Porra de naranja at Arte de Cozina, Málaga, Spain

Samantha Clark
Chef and co-owner, Moro, Morito, London

We have a house near Granada and we decided to do a detour and fly into Málaga to try a restaurant, Arte de Cozina, that one of our chefs had told us about. The standout dishes were porra de naranja and kid’s sweetbreads. Porras are the precursors to gazpachos but made with fewer ingredients – sometimes just bread or dried fava beans, garlic, olive oil and water. This one was scented with orange. The texture was smooth and creamy, the flavour subtle with orange, a fruity olive oil and perhaps a touch of vinegar. Topped with chopped almonds for crunch and salty jamón to balance the sweetness, it was nectar.

‘Adidas’ nigiri at Sawada, Tokyo

Enrique Olvera
Chef-patron, Pujol, Mexico City

Sawada is a tiny two-Michelin-star sushi bar with only six chairs, where the owner, Koji Sawada, and his wife are the only ones taking care of every aspect of the entire omakase. It was a tuna fish nigiri, but a totally different cut, between the chutoro (belly area) and the otoro, with so much fat it actually melted in your mouth. It was named by Sawada as the three lines of fat form an “Adidas” appearance, like the three lines of the sport brand. The thing that inspired me the most was to see Sawada doing such an unusual thing but with so much respect for his culture. Innovating from tradition, applying a subtle change or improvement. You can still do new things that honour your roots.

Bonnat Madagascar chocolate bar

David Williams
The Observer wine writer

As someone with expensive tastes in wine and whisky (professional hazard) and cheese (just plain greed), I’ve been wary of developing an addiction to posh ‘bean to bar’ chocolate.

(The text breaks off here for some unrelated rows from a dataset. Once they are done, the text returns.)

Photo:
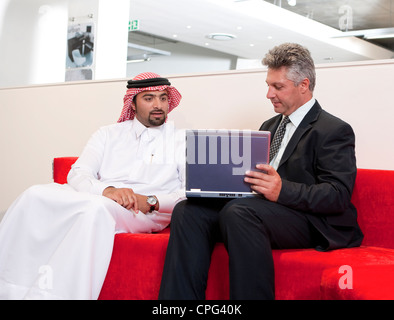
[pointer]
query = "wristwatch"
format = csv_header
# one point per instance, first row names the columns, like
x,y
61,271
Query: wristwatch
x,y
152,201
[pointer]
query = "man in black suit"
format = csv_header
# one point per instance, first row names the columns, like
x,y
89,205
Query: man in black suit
x,y
305,194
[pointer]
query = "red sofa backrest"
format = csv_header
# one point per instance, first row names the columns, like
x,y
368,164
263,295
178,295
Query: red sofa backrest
x,y
373,197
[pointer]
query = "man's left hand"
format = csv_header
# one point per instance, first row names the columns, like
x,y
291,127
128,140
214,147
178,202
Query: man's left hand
x,y
268,183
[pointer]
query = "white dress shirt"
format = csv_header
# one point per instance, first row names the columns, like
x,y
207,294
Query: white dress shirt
x,y
295,119
151,161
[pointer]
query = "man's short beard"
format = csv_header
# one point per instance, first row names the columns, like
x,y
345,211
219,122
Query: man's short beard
x,y
156,122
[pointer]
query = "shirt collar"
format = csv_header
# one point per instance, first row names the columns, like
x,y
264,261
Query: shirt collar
x,y
297,116
139,129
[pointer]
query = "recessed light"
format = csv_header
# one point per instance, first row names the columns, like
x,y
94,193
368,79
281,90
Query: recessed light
x,y
221,36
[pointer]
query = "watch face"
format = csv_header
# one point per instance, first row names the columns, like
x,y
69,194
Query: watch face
x,y
151,200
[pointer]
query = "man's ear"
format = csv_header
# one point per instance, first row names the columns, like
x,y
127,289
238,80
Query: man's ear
x,y
304,85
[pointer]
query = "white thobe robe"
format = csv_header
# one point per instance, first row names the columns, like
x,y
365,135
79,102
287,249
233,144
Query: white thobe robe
x,y
56,240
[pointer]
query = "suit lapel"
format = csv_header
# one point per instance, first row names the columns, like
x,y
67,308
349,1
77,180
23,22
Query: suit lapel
x,y
304,126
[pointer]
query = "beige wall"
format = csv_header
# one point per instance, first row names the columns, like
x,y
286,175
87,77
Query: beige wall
x,y
39,123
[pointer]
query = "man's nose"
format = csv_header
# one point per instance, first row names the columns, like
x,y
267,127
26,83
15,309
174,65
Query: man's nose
x,y
270,93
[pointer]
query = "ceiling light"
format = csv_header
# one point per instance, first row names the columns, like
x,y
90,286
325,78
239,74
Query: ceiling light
x,y
292,3
221,36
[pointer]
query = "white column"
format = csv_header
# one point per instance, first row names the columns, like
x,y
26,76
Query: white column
x,y
112,38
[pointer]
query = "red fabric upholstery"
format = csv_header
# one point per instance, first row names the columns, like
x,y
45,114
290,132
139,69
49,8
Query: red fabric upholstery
x,y
137,260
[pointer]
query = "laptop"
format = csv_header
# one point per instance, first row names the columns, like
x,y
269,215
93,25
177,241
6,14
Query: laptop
x,y
216,161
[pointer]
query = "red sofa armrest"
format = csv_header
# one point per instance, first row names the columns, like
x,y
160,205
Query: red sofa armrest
x,y
61,167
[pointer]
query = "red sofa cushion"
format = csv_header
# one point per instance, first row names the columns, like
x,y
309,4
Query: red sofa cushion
x,y
374,199
299,274
372,282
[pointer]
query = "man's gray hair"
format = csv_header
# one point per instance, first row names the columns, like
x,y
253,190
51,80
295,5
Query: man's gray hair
x,y
296,58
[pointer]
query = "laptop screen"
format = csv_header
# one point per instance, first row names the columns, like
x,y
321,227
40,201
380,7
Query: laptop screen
x,y
216,161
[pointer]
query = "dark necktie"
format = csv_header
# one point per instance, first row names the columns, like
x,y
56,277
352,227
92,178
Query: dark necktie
x,y
280,132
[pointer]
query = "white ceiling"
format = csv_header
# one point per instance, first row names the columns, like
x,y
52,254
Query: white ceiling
x,y
257,26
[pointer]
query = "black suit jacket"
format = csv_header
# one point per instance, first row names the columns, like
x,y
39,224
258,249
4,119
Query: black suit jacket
x,y
318,171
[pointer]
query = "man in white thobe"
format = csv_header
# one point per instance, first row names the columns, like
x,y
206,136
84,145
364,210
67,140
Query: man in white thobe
x,y
56,240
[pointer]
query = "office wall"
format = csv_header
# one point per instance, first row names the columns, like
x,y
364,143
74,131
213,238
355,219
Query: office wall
x,y
39,123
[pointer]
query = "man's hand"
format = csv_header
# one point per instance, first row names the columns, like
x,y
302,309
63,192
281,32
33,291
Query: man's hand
x,y
123,196
268,184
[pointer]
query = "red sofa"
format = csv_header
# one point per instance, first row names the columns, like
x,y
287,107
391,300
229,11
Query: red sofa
x,y
366,272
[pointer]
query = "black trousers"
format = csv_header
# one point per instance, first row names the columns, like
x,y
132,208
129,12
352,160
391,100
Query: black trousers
x,y
250,228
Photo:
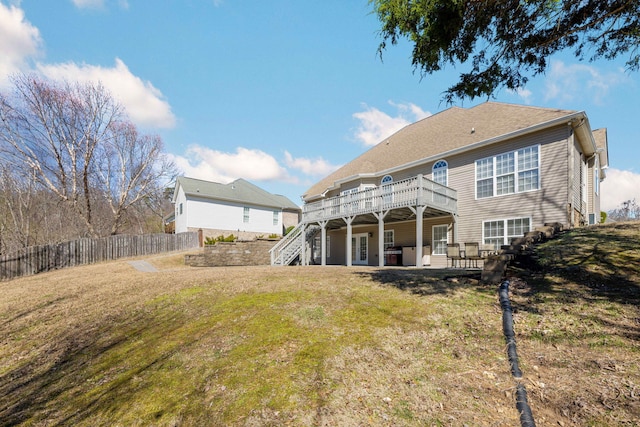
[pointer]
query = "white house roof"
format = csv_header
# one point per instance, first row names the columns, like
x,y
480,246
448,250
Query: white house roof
x,y
238,191
453,130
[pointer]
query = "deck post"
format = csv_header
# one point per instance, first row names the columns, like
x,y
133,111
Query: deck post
x,y
303,252
419,232
349,245
323,242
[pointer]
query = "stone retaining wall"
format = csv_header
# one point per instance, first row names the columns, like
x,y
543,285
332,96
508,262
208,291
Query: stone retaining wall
x,y
225,254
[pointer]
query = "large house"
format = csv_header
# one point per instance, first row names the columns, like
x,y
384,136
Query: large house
x,y
239,208
484,174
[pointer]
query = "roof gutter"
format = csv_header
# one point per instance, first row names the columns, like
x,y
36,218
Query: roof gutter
x,y
578,121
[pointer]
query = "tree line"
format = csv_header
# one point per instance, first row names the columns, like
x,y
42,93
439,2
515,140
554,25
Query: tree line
x,y
72,164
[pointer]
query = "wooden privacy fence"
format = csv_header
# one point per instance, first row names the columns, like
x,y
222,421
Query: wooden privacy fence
x,y
38,259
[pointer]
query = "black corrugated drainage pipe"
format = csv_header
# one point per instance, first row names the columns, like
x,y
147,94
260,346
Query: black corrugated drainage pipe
x,y
522,405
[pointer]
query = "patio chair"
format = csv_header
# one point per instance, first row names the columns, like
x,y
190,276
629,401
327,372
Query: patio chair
x,y
472,253
453,253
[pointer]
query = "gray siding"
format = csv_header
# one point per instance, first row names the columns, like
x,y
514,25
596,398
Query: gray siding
x,y
404,235
548,204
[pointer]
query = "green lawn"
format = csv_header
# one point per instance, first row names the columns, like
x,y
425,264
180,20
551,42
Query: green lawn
x,y
314,346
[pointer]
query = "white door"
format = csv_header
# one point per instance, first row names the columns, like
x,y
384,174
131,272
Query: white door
x,y
359,249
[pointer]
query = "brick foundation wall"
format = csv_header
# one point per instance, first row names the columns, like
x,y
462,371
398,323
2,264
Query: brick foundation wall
x,y
226,254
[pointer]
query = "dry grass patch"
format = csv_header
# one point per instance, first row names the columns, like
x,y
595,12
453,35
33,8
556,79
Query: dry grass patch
x,y
323,346
578,326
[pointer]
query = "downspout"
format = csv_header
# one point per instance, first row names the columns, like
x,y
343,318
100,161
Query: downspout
x,y
522,404
570,177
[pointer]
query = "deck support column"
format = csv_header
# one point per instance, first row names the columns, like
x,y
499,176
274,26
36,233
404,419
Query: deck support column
x,y
349,245
380,216
419,233
419,212
323,242
303,246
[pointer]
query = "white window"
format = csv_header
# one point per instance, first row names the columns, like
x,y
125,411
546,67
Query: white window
x,y
500,232
508,173
389,238
439,172
387,189
440,235
350,199
317,249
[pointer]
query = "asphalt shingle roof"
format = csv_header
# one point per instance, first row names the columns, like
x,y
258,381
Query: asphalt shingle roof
x,y
440,133
238,191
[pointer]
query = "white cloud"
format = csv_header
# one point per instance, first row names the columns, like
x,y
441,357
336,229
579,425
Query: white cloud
x,y
212,165
312,167
88,4
97,4
145,104
525,94
376,125
618,187
19,40
566,83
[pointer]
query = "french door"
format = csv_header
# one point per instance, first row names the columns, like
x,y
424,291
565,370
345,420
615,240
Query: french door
x,y
359,249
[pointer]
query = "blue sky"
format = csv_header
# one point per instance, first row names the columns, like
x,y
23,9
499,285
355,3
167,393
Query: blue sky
x,y
281,92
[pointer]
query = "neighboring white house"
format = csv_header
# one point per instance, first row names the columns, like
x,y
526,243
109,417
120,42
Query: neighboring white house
x,y
239,208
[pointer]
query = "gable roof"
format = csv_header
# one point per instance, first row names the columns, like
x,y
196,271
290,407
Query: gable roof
x,y
450,131
238,191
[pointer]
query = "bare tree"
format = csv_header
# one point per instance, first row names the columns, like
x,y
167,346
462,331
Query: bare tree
x,y
628,210
132,169
76,142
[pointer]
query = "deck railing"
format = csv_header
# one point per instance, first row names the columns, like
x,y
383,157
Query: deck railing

The chocolate penny finally dropped with a bar made by French artisans Bonnat from beans sourced in Madagascar. A light, fruity, elegant creamy style described as “the pinot noir” of chocolate, it had me using words I’d usually reserve for wine: balance, texture, and most of all, length (the taste lasted for minutes).

Buttermilk chicken at the Clove Club, London

Thomasina Miers
Wahaca founder, cookery writer

For my mother’s birthday at the end of January we took her to the Clove Club. They blew us away with the food. We had the buttermilk chicken, consommé and 100-year-old madeira, and an Orkney scallop and orange dish that was so light. It’s exceptional how much they make from scratch: the charcuterie, the butter, the bread … My mother was blown away. Her eyes were shining like a seven-year-old’s at Christmas.

Jamón from Barcelona

Angela Hartnett
Chef-patron, Murano, Cafe Murano

I bought a jamón from Joan La Llar del Pernil, brought it back to London and had a jamón party in my garden. I invited Nieves [Barragán] and José [Pizzaro] over, and some of my chefs; I thought I’d get everyone round at 2pm and they’d be gone by 8pm, but, of course, everyone was there until two in the morning. We’ve since gone back to Barcelona and bought another jamón.

Squat lobster from the Firth of Clyde

Ben Reade
Co-founder, Edinburgh Food Studio, Edinburgh

The most delicious thing I ate this year was a surprise gift of squat lobsters from a fisherman on the Firth of the Clyde called Ian Wightman. I’d ordered a load of langoustines [for a festival I was cooking at in North Ayrshire] and he gave us these as a bonus. We cooked them up the top of a glen over an oak fire, with white wine, butter and some nutmeg. They are one of the sweetest, most delicious meats ever, but not many people use them – in fact, most fishermen throw them back because they’re so small and they have horrible shells that cut into your fingers when you’re opening them. But they’re really worth the hassle, and the less you do when you’re cooking them the better.